Last week's $73 million whistle-blower settlement with New York City's Beth Israel Medical Center was one of the largest single hospital cost-reporting fraud cases. But it won't affect the hospital's current renovation and development plans, said a spokesman for the 881-bed hospital.
The settlement came amid what one expert believes is an increase in hospital billing fraud.
On Nov. 30, Beth Israel agreed to pay $72.9 million to resolve allegations from a former hospital executive that it falsified Medicare cost reports from 1992 to 2001. Michael Garcia, U.S. attorney in New York City, alleged that Beth Israel falsely and intentionally included unallowable costs, primarily related to physician practices, on its Medicare cost reports from 1992 to 2001. Garcia alleged in a 22-page complaint that Beth Israel defrauded Medicare by causing it to overpay for such nonreimbursable costs as salaries, supplies, equipment and administrative overhead provided to the private outpatient practices of hospital faculty physicians.
"No provider--big or small--can be allowed to manipulate cost reports for the purpose of fraudulently inflating its reimbursement under the Medicare program," Garcia said in a news release.
Beth Israel, part of five-hospital Continuum Health Partners, agreed to the civil settlement without admitting wrongdoing. The hospital will pay $36.4 million in repayments for unallowable costs alleged by the HHS' inspector general; $18.3 million for additional overpayments the hospital self-reported to HHS; and an $18.2 million penalty. Beth Israel will pay $10 million now and the remainder over five years. If it takes the entire five years, the hospital will pay close to $90 million, including interest.
In a news release, the hospital said the settlement will not affect patient care or current renovation and redevelopment plans. "We are grateful that this review is behind us, and we look forward with great enthusiasm to continuing our mission to assist the tens of thousands of New Yorkers who turn to us for care," the hospital said. Spokesman Jim Mandler said in an interview that the entire amount was reserved on the hospital's balance sheet by the end of 2004.
The case stemmed from a 2001 whistle-blower lawsuit filed in U.S. District Court in New York City by former Beth Israel vice president of financial services, Najmuddin Pervez. Pervez's New York attorney, Philip Michael, of the firm Troutman Sanders, said his client will receive 20% of the recovery amount, around $15 million. In an unrelated 2001 case, Beth Israel had paid $1.2 million to resolve other civil fraud allegations.

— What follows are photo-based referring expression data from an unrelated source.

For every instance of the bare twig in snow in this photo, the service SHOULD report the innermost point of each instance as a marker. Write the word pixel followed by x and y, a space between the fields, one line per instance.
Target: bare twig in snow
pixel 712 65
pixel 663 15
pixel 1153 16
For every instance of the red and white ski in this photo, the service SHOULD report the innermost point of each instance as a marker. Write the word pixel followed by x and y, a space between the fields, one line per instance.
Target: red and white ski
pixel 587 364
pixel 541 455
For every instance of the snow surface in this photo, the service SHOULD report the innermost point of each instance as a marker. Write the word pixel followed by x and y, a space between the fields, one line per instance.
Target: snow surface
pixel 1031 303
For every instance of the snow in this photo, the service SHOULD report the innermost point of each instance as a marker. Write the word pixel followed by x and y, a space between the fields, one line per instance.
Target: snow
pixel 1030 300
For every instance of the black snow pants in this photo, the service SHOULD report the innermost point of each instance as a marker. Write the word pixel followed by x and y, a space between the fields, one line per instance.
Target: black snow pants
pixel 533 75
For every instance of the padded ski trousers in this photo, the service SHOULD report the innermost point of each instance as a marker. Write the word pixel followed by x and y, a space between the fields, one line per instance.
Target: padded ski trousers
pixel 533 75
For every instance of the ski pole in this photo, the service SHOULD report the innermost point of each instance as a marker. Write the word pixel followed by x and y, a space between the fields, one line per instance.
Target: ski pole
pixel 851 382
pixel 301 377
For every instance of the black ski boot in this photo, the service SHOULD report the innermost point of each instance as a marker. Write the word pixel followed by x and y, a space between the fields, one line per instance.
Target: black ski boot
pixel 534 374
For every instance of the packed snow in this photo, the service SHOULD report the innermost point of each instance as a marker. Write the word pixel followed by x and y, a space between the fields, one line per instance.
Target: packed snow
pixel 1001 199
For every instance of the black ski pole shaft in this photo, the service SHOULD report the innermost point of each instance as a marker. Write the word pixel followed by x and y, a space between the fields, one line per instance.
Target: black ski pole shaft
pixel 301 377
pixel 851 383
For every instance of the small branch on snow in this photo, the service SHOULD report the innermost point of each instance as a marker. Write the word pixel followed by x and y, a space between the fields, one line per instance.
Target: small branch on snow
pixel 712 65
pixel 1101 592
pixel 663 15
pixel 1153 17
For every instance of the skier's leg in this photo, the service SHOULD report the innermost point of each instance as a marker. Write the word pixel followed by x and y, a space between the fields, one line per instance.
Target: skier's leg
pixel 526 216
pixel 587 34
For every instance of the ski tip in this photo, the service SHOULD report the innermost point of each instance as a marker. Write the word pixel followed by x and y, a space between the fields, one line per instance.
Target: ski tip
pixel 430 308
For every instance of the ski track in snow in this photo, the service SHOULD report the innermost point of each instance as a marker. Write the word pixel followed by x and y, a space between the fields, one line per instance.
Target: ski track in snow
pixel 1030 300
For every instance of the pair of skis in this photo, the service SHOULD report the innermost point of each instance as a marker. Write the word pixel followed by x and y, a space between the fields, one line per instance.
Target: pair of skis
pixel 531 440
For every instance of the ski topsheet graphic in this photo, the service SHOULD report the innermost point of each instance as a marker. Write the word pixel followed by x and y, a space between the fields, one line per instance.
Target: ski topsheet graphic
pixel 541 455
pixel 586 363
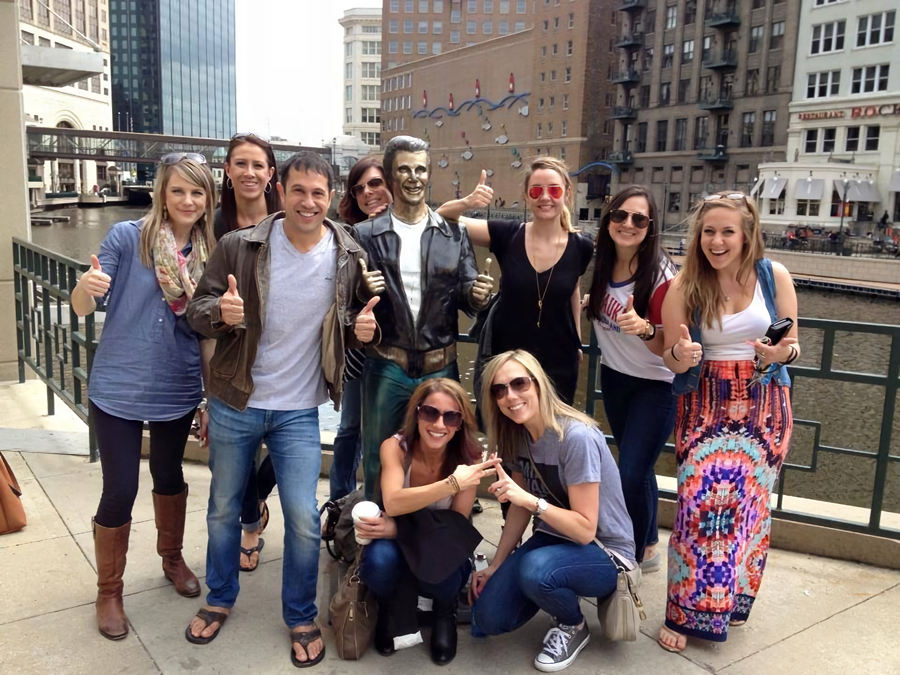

Billing fraud is on the upswing, according to New York physician Bert Forman, president of Healthcare Forensic Auditors. He said his firm, which represents payers, is finding increased billing fraud. Forman, who did not work on the Beth Israel case, attributes much of the alleged fraudulent billing to unscrupulous consulting firms and cash-strapped hospitals desperately accepting their advice.
"There is a cottage industry of consultants teaching hospitals how to overbill insurers," said Forman. "While the smarter consultants steer their clients clear of billing Medicare and Medicaid, it's a different world under private insurers. And that usually escapes the notice of state and federal prosecutors. Private payers have little interest in developing systems to uncover fraud. It makes them look incompetent to their shareholders. That's why a lot of this is falling through the gaps."